Why it matters: the workshop establishes the fiscal assumptions and public‑hearing timetable staff will use to finish the FY2026 budget. Staff said the adopted tax-rate option will be used to build the budget and that review of utility rates will continue with a presentation planned from NewGen Strategies on September 2. Several funds have multi‑year commitments or required actions — for example, the waterworks and general street CIP pages showed planned defeasance activity to reduce outstanding 2018 debt, and the Drainage Utility Fund includes a grant match to support a master drainage study.

Major fund highlights discussed: public works and streets — staff reported street department staffing remains at eight and described large material line items, including an $800,000 materials budget figure that will be used for road repair; public works staff explained per‑linear‑foot material costs vary widely (examples provided: about $600/linear foot for contractor work on MH 379 versus roughly $70/linear foot for chip‑seal preparation work the city crews perform).
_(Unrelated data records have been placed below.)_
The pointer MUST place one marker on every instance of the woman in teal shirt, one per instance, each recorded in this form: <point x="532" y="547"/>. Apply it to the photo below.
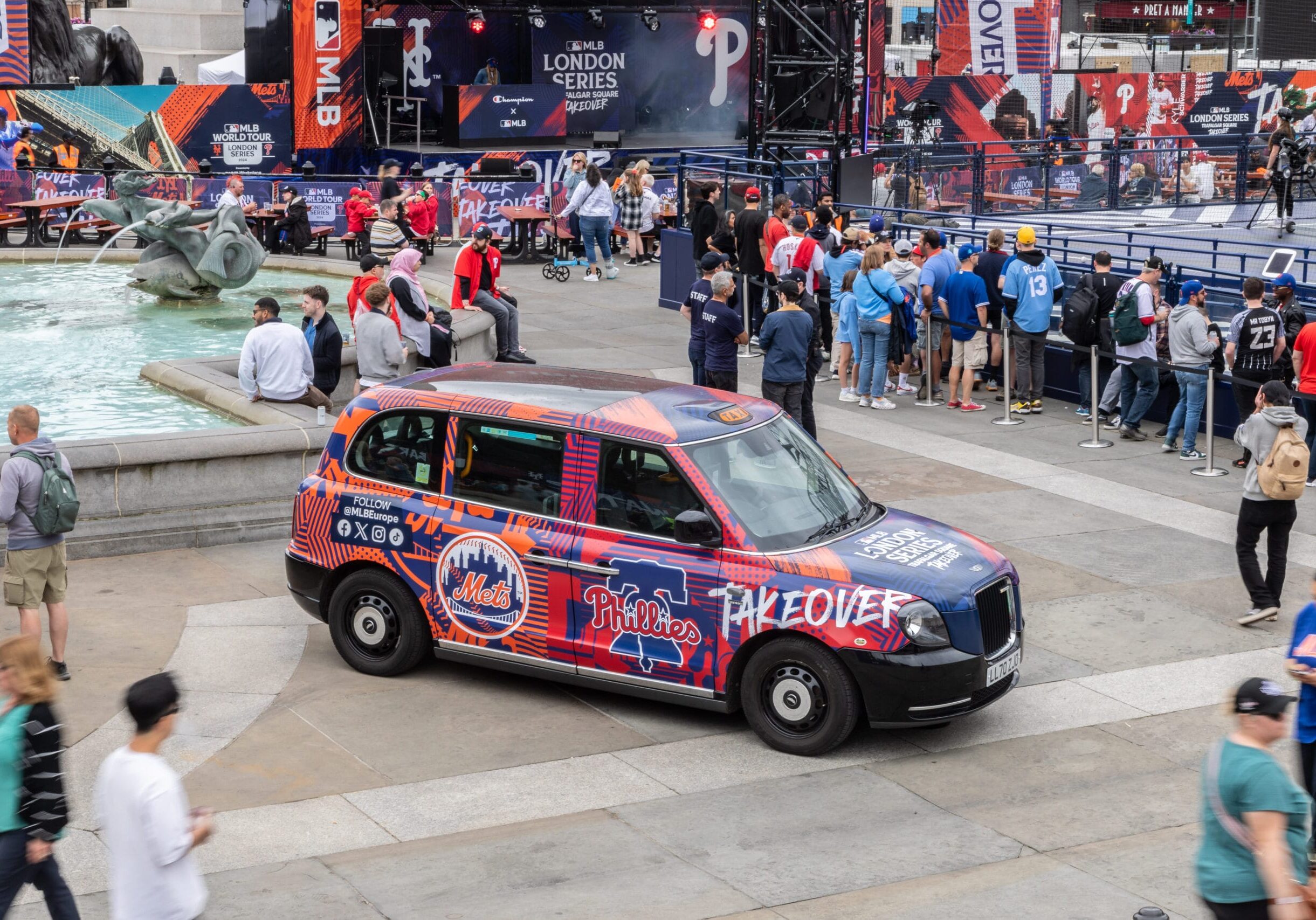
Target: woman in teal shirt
<point x="1253" y="855"/>
<point x="33" y="810"/>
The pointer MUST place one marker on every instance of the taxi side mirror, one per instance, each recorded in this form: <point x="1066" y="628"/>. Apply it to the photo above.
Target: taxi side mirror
<point x="695" y="527"/>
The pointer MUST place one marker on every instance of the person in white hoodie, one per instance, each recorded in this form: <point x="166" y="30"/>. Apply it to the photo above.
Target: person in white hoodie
<point x="1260" y="513"/>
<point x="1191" y="347"/>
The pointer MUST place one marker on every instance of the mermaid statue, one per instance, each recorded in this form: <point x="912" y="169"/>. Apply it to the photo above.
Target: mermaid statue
<point x="182" y="261"/>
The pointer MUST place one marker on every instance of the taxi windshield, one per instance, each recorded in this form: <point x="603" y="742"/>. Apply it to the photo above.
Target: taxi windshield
<point x="781" y="486"/>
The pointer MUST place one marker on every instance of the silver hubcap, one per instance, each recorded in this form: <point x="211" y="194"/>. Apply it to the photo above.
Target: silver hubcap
<point x="791" y="699"/>
<point x="368" y="624"/>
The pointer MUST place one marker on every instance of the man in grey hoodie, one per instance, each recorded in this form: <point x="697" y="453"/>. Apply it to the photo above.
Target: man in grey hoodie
<point x="1191" y="345"/>
<point x="1257" y="513"/>
<point x="35" y="565"/>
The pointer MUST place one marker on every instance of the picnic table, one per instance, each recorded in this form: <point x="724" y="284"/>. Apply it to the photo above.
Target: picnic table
<point x="526" y="230"/>
<point x="36" y="211"/>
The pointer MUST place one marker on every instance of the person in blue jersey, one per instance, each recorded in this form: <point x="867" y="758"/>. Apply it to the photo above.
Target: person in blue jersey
<point x="1033" y="286"/>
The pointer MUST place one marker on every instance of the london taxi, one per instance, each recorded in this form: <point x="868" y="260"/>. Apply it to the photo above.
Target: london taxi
<point x="645" y="537"/>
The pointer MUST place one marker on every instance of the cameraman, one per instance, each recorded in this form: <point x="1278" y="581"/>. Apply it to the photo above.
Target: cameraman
<point x="1284" y="142"/>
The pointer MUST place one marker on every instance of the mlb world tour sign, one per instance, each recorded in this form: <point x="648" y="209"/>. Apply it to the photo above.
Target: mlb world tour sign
<point x="327" y="74"/>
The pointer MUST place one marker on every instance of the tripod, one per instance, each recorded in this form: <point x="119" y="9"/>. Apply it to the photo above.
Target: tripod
<point x="1291" y="186"/>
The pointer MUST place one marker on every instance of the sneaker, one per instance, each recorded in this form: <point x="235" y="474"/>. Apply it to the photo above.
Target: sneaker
<point x="1257" y="615"/>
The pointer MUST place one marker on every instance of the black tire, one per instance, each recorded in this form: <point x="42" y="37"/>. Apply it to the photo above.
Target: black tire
<point x="799" y="698"/>
<point x="377" y="624"/>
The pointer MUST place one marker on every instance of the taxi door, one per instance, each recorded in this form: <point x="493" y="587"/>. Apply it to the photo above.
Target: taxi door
<point x="502" y="572"/>
<point x="645" y="606"/>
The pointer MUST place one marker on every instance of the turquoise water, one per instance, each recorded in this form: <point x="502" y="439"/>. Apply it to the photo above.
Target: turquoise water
<point x="74" y="338"/>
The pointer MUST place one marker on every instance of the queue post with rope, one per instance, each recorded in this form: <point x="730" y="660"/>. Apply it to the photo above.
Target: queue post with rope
<point x="1007" y="419"/>
<point x="1093" y="407"/>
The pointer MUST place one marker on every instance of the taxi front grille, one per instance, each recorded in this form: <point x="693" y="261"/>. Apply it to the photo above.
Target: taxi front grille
<point x="995" y="615"/>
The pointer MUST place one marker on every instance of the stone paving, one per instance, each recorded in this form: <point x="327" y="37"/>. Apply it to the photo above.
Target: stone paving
<point x="463" y="793"/>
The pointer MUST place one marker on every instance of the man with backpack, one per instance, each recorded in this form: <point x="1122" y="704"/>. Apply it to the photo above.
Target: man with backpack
<point x="1086" y="320"/>
<point x="1138" y="310"/>
<point x="1277" y="473"/>
<point x="39" y="504"/>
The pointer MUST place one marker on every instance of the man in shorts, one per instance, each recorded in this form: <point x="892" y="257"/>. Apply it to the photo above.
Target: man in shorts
<point x="964" y="301"/>
<point x="35" y="564"/>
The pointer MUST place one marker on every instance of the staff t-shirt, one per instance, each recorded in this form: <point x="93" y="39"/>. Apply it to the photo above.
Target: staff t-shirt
<point x="962" y="295"/>
<point x="721" y="327"/>
<point x="700" y="293"/>
<point x="1306" y="343"/>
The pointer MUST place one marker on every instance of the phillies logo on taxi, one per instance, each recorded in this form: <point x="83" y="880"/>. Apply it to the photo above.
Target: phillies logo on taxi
<point x="482" y="585"/>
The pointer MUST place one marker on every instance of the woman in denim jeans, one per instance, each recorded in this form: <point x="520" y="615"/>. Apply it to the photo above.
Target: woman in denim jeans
<point x="592" y="199"/>
<point x="877" y="294"/>
<point x="1191" y="347"/>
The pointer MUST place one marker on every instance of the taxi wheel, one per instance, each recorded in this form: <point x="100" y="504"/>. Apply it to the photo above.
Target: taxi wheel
<point x="377" y="624"/>
<point x="799" y="698"/>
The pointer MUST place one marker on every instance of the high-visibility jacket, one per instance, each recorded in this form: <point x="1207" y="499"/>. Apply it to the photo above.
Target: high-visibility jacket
<point x="67" y="157"/>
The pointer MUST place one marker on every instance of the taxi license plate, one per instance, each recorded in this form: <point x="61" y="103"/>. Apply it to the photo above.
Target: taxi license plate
<point x="1004" y="668"/>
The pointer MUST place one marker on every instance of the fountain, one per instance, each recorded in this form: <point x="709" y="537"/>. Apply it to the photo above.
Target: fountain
<point x="182" y="261"/>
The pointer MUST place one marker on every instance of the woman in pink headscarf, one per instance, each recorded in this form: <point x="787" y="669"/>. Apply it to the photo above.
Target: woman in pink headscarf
<point x="432" y="335"/>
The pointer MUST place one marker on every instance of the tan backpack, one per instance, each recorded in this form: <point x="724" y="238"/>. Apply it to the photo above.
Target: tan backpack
<point x="1284" y="474"/>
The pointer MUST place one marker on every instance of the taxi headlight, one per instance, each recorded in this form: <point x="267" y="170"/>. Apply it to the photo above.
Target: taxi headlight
<point x="923" y="624"/>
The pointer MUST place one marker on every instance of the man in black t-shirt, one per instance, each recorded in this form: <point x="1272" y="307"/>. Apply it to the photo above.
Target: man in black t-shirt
<point x="749" y="234"/>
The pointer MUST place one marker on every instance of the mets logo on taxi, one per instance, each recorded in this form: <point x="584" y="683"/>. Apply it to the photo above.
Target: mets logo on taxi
<point x="482" y="585"/>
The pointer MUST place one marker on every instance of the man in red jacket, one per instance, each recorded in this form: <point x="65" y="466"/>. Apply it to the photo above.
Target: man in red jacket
<point x="476" y="287"/>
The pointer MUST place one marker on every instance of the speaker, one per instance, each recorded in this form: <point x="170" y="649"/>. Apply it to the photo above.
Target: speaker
<point x="382" y="53"/>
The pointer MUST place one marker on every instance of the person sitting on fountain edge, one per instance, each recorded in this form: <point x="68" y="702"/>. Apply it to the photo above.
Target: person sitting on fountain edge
<point x="476" y="287"/>
<point x="295" y="224"/>
<point x="277" y="365"/>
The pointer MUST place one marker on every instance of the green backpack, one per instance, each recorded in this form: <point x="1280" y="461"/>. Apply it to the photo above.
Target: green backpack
<point x="57" y="502"/>
<point x="1127" y="328"/>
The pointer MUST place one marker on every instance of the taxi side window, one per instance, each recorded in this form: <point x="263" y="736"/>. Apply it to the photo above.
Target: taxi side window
<point x="509" y="466"/>
<point x="401" y="448"/>
<point x="640" y="490"/>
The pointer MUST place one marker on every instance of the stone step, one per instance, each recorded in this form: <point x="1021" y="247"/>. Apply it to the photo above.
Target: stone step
<point x="163" y="28"/>
<point x="183" y="61"/>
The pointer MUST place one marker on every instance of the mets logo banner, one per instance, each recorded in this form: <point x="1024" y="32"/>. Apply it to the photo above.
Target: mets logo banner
<point x="13" y="43"/>
<point x="327" y="74"/>
<point x="1003" y="37"/>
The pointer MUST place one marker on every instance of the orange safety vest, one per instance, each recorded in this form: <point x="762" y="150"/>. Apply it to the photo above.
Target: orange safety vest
<point x="67" y="157"/>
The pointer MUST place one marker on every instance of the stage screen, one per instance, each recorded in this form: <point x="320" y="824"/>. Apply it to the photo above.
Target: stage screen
<point x="624" y="77"/>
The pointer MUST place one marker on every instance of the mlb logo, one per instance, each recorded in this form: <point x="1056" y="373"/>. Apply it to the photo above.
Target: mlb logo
<point x="328" y="25"/>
Water and sewer — staff proposed adding three water distribution employees to focus on hydrants and mains and itemized major costs including $400,000 for water meters and ongoing meter‑reading software fees. Utility billing — staff said they plan to recommend a convenience fee or surcharge option to offset merchant and credit‑card processing costs and that an upgrade will let customers opt into electronic bills. Drainage fund — staff described a $22,500 match for a drainage master study being led by Gage Engineering and continuing cost allocation from the general fund. Hotel‑motel tax — staff reported 12 local hotels pay a combined 13% tax rate (7% city, 6% state) and said the city is negotiating a revised contract with the Chamber of Commerce to improve oversight of tourism funds and include city representation on the tourism advisory board. Trust funds — staff proposed using Woodland Park Trust earnings and library trust proceeds to fund cemetery software and a park project respectively; details and amounts were presented for review. Insurance fund — staff proposed a one‑time transfer of $800,000 from the insurance fund to help the general fund balance in FY2026 while projecting employer medical and workers’ compensation expenses for the coming year.

Questions and concerns: multiple council members emphasized employee retention and cost‑of‑living adjustments; one councilmember asked staff to continue exploring ways to avoid leaving staff behind as costs rise. Council also questioned third‑party inspection costs for development review; staff explained inspection fees are partially offset by permit revenues and said inspection spending has historically been lower than the current budget estimate because several subdivisions and projects are expected to come online.

Process and timing: staff asked the council to schedule the required public hearings and to proceed with the notice timelines; council directed staff to advertise and to present additional detail on September 2 and at the formal hearings planned for September 16. Final budget adoption will occur following the public hearing schedule.

What didn’t change: the meeting did not adopt the budget; it continued the workshop and set procedural deadlines and follow-up tasks for staff.